One of the strangest things in the story is that Hutchison talked about needing financial stability because of her two adopted children. Her husband, Ray Hutchison, has been one of the state’s premier bond lawyers for decades. The couple surely have no financial worries.

She also spoke of wanting to spend more time with her children. Well, if she is looking for a job that allows her time with the kiddos, I don’t think the private sector is the place to go. Governor of Texas, on the other hand, is a pretty cushy job. You let your appointees run the agencies and spend your time cutting ribbons and making speeches. Five months out of twenty four, those pesky legislators are in town, but if you play nice, like George W. Bush did, you can handle them. And the kiddos are just across the street at the Mansion, or even at the office.

One thing she will not do, she told the Chronicle, is run for reelection in 2012. She doesn’t particularly like the Senate. I’ve heard that from her firsthand. It’s a boy’s club. She is closer to the Democratic women than to many of the Republican men. In her early years in the Senate, Phil Gramm was a star, but he did little in the way of delivering goodies to Texas, and the job fell to her. “Most states have two senators,” she told me once. “Texas has one senator and one congressman, and I’m the congressman.” She has done such a good job in that role that it has worked against her ambition to be governor, as prominent Republicans have urged her to stay in the Senate and continue to deliver the goodies. Still, the daily grind of being a legislator–committee hearings, floor debate, evening fundraisers–is not a rewarding existence unless you just live for it, which she clearly does not.

Hutchison told the Chronicle that she doesn’t like Washington. “I don’t like the toughness and meanness of Washington,” she said. “I’d rather do something different.” Uh, Kay, I hate to be the one to break it to you, but Texas politics can be tough and mean too.

But then she changed course and sounded very much like a candidate:

“Who is running will not affect my decision at all,” Hutchison said. “I felt like the party was not ready last time.

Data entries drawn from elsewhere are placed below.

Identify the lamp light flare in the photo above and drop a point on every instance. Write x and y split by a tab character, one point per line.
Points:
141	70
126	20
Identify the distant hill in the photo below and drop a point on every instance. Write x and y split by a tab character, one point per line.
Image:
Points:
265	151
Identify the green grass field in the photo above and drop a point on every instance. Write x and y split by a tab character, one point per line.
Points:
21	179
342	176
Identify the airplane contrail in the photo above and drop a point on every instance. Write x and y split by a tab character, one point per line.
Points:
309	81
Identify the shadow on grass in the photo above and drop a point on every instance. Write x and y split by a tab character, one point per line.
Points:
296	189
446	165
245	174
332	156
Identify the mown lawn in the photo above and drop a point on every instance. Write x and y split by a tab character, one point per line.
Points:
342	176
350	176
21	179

And I think that now if I decide to do it, it will be based on what I think I can do for Texas.

“I stepped back once,” she said. “I will not step back again.”

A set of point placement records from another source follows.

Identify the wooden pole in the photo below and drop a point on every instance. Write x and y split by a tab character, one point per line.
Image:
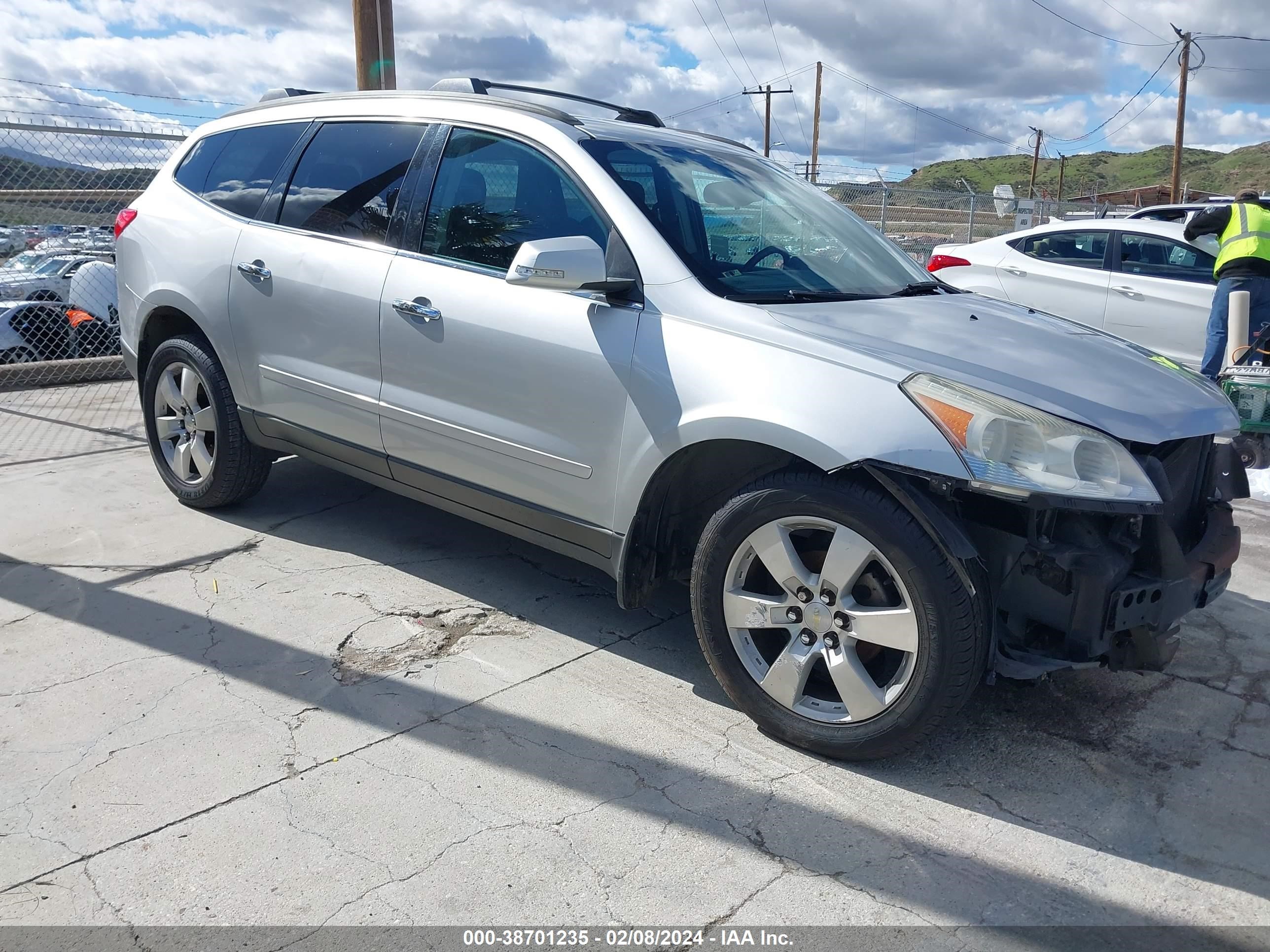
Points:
374	45
1032	183
1175	179
816	125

What is going on here? In her two previous non-races for governor, Hutchison has gained a reputation of being someone who wanted to be courted, who wanted Texas Republicans to come to her and beg her to run. History is repeating itself. She wants to BE governor. But she doesn’t want to have to RUN for governor. She could be completing her second term as governor now. But her indecision, and the deep-seated reasons for it, have been her undoing.

Don’t get me wrong. I like Kay a lot, personally and politically. I’ve known her for forty years. We both started out at the Capitol working for the same House member, the late Ed J. Harris of Galveston (I succeeded Kay.) I think she has been a very good senator. I think she would have made a terrific governor. Yes, that’s past tense.